At the time, port officials hoped the replacement for the poorly placed, undersized tower might be under construction within 18 months.
Seven years later, nobody seems to be estimating exactly when the tower might be built.
Now, James Hartung, the port authority's president, plans to travel to Washington later this month to press the issue.
“Certainly, we get frustrated with how long this is taking,” he said. “We've been going through these machinations with the FAA for seven years now.”
Mr. Hartung said that while he understands the federal agency's need for “due diligence, sometimes their due diligence is painfully slow.
“We understand that Sept. 11 [terrorist attacks in 2001] threw everyone for a loop, and put them back on their heels. But it doesn't reduce the need to update and modernize the control tower,” he said.
Elizabeth Isham Cory, an FAA spokesman in Chicago, said a computer simulation of the design developed by a port authority architect is pending, but remains to be scheduled.
Taking site photos, writing a computer program, and loading all information into a computer normally takes six to eight weeks, Ms. Cory said. Then the actual simulation has to be squeezed into a busy schedule at the FAA's computer lab in Atlantic City, N.J., she said.
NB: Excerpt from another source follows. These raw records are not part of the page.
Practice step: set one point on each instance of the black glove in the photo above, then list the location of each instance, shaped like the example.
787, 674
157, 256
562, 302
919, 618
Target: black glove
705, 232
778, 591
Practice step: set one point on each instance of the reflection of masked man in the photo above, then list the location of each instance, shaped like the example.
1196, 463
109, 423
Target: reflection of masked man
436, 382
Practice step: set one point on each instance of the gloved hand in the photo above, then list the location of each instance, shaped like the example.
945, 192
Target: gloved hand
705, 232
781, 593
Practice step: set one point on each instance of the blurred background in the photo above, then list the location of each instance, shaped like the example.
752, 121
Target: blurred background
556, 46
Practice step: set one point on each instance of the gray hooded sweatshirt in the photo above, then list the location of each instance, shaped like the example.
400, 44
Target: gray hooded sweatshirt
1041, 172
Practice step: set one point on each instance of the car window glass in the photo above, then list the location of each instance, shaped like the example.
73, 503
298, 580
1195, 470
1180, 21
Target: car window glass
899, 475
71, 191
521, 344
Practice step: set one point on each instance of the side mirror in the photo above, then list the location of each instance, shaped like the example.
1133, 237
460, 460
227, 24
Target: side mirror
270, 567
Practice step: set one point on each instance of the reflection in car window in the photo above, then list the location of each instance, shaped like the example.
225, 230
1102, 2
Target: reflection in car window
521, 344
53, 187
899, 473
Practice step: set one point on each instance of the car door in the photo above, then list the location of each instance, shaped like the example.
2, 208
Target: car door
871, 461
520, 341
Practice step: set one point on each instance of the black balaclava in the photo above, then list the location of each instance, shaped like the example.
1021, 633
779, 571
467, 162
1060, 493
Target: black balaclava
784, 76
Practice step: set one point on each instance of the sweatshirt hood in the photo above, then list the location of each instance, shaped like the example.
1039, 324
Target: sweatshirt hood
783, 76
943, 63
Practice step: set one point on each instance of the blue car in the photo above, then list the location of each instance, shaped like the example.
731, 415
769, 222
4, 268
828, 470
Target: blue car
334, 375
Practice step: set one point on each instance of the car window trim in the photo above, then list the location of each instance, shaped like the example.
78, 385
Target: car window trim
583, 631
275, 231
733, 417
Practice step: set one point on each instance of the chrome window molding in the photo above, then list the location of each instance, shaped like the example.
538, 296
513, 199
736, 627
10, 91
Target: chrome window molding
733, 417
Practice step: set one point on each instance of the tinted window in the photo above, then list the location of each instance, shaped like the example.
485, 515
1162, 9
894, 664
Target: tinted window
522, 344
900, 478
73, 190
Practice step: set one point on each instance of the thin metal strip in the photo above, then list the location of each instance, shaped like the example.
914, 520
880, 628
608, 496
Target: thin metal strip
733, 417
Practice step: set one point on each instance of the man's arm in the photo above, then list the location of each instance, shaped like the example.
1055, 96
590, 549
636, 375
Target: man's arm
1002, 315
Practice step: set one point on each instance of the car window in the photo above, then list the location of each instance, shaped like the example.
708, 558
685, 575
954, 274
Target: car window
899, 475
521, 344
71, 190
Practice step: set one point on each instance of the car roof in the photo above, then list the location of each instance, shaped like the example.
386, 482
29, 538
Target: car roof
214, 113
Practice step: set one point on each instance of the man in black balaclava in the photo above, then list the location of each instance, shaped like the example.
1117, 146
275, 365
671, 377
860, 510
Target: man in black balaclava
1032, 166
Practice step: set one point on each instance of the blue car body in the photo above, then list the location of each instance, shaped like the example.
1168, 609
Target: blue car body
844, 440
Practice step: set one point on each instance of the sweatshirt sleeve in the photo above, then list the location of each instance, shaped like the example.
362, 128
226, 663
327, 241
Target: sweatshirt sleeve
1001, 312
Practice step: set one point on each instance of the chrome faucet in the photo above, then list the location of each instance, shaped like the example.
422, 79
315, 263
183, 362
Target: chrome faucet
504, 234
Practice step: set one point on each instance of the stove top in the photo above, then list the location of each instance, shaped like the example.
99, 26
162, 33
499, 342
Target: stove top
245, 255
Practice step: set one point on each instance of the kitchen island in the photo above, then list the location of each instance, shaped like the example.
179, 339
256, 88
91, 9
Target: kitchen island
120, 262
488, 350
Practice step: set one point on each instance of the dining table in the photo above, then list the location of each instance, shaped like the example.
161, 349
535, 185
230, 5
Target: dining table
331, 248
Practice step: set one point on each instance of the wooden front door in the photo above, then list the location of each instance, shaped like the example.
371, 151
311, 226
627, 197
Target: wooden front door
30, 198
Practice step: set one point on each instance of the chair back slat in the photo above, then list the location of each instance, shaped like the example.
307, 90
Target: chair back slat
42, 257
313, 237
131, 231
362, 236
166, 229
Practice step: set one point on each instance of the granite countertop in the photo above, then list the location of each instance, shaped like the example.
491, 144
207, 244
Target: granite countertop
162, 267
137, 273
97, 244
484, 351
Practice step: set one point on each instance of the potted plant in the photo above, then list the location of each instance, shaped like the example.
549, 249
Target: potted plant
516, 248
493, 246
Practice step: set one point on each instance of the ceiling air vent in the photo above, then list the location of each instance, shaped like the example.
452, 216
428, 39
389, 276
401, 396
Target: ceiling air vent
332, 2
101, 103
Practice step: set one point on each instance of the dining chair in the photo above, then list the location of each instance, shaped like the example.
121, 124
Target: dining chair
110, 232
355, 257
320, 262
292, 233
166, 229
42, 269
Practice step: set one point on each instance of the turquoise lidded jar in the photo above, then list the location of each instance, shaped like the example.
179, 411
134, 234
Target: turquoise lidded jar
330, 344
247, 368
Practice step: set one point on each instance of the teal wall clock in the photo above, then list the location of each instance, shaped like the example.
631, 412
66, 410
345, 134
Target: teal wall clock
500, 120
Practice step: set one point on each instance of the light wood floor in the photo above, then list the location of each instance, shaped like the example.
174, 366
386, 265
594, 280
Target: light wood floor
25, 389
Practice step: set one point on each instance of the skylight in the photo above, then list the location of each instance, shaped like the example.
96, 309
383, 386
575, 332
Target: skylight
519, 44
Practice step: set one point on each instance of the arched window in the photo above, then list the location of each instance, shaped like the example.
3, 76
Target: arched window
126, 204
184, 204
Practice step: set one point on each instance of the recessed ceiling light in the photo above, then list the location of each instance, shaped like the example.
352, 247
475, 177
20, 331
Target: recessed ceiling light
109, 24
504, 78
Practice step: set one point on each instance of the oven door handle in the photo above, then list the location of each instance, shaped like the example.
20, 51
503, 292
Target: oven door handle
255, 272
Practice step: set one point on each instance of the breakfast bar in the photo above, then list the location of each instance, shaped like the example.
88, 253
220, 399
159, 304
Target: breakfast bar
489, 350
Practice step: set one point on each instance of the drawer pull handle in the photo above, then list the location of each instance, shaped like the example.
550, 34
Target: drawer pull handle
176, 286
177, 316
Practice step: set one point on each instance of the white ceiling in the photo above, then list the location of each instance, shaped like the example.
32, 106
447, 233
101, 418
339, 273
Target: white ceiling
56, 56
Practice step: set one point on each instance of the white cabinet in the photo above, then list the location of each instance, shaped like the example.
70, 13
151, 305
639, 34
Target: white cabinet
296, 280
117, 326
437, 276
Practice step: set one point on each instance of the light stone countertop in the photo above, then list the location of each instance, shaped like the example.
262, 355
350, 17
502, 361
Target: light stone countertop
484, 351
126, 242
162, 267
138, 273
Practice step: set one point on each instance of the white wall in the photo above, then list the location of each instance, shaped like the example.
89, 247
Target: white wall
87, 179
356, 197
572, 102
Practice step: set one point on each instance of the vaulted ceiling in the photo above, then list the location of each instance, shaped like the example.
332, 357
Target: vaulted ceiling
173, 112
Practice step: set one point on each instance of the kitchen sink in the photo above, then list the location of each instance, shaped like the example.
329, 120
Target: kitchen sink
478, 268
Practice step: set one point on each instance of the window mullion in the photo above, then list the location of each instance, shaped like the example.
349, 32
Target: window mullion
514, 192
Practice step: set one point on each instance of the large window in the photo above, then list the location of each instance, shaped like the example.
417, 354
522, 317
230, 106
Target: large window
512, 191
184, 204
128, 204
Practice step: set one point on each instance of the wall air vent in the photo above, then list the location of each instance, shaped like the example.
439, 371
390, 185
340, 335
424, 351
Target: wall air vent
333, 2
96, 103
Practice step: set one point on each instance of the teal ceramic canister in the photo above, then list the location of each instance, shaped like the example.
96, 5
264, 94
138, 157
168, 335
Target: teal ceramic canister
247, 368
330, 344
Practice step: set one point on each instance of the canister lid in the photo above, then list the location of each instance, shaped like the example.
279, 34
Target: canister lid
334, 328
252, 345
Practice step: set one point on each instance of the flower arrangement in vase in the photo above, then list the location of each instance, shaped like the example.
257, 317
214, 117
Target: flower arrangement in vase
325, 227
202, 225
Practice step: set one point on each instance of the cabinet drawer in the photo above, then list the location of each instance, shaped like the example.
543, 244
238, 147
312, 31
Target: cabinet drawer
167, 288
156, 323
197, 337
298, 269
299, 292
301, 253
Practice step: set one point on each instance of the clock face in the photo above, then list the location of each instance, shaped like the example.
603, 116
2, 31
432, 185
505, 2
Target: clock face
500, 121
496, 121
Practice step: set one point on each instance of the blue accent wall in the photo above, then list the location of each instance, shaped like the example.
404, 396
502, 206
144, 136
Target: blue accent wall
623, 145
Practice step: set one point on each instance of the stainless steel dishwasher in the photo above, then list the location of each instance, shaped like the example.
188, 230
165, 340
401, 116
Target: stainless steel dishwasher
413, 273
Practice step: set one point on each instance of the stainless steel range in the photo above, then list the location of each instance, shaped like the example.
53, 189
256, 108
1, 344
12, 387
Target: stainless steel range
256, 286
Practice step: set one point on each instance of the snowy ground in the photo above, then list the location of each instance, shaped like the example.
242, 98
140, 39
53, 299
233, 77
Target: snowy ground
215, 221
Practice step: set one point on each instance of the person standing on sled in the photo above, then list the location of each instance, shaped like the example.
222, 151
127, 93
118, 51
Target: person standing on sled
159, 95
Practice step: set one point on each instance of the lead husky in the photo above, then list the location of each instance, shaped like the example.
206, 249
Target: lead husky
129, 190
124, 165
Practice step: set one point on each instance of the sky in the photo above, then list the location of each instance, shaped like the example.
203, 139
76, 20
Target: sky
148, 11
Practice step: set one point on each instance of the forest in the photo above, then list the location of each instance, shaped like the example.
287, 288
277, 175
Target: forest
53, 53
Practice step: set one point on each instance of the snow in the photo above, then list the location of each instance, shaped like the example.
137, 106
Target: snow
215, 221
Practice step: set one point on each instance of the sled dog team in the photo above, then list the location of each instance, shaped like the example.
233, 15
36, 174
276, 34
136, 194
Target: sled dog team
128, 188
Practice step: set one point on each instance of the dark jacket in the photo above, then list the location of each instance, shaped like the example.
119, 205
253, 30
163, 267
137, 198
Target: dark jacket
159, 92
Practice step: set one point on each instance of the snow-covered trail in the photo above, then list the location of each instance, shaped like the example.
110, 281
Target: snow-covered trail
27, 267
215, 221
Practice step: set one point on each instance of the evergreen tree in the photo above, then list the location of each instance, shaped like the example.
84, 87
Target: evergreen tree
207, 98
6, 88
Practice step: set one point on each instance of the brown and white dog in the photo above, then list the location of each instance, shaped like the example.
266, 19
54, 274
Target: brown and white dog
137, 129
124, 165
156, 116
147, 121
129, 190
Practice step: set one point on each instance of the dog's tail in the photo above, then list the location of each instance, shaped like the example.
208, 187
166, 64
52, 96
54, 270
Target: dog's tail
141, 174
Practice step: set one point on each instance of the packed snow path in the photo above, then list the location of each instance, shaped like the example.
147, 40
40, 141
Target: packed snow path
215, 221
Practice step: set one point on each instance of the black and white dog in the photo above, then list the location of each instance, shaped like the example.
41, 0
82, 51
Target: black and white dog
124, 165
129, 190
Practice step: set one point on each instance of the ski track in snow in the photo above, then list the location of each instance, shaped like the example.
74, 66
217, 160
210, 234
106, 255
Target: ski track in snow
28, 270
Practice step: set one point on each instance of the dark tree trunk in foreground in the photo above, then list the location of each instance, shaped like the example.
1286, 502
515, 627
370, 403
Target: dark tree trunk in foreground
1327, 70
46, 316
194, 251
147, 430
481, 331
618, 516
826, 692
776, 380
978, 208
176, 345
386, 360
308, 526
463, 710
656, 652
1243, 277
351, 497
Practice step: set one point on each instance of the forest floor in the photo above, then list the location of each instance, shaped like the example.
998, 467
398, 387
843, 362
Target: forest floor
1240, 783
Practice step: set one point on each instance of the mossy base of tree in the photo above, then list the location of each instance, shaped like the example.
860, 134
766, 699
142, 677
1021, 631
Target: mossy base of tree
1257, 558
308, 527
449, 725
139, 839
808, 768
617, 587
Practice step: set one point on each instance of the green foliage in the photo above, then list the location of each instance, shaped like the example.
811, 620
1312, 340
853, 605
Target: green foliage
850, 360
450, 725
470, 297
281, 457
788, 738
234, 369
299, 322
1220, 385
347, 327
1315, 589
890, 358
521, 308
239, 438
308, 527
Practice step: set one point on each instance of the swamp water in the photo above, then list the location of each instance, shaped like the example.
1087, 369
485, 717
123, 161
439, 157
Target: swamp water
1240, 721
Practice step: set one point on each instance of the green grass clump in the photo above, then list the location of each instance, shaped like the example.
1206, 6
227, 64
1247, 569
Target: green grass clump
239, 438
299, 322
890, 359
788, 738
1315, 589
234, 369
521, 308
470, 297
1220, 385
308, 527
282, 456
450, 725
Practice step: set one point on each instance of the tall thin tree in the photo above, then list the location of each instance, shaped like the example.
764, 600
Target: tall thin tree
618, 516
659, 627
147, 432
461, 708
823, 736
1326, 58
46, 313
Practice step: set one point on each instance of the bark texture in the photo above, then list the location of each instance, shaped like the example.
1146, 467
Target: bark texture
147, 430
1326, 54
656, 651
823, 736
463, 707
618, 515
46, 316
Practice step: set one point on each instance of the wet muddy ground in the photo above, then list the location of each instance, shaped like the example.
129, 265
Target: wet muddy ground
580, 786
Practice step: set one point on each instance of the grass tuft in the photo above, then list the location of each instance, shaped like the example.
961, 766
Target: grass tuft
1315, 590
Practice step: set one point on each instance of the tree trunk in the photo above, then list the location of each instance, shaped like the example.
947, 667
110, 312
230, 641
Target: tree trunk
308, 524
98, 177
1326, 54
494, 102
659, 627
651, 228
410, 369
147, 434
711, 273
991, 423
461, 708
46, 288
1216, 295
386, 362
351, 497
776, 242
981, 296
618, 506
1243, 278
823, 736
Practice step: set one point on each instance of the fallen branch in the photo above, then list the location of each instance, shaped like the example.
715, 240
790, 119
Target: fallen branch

“With so many air traffic control tower replacement projects nationally, the list has to be prioritized and accomplished within the constraints of congressional funding each year,” Ms. Cory said.
Aides to U.S. Rep. Marcy Kaptur said the Toledo Democrat is arranging the meeting with FAA administrator Marion Blakey and Mr. Hartung.
“Delays in finalizing a plan for Toledo's new tower are certainly compounded by the revamping of the FAA post-9/11 and serious budgetary constraints at the federal level,” Miss Kaptur said in a statement. “Nonetheless, Toledo's proposal to finance construction of its own tower and allow the FAA to lease it back is innovative and must be put on the FAA's front burner.”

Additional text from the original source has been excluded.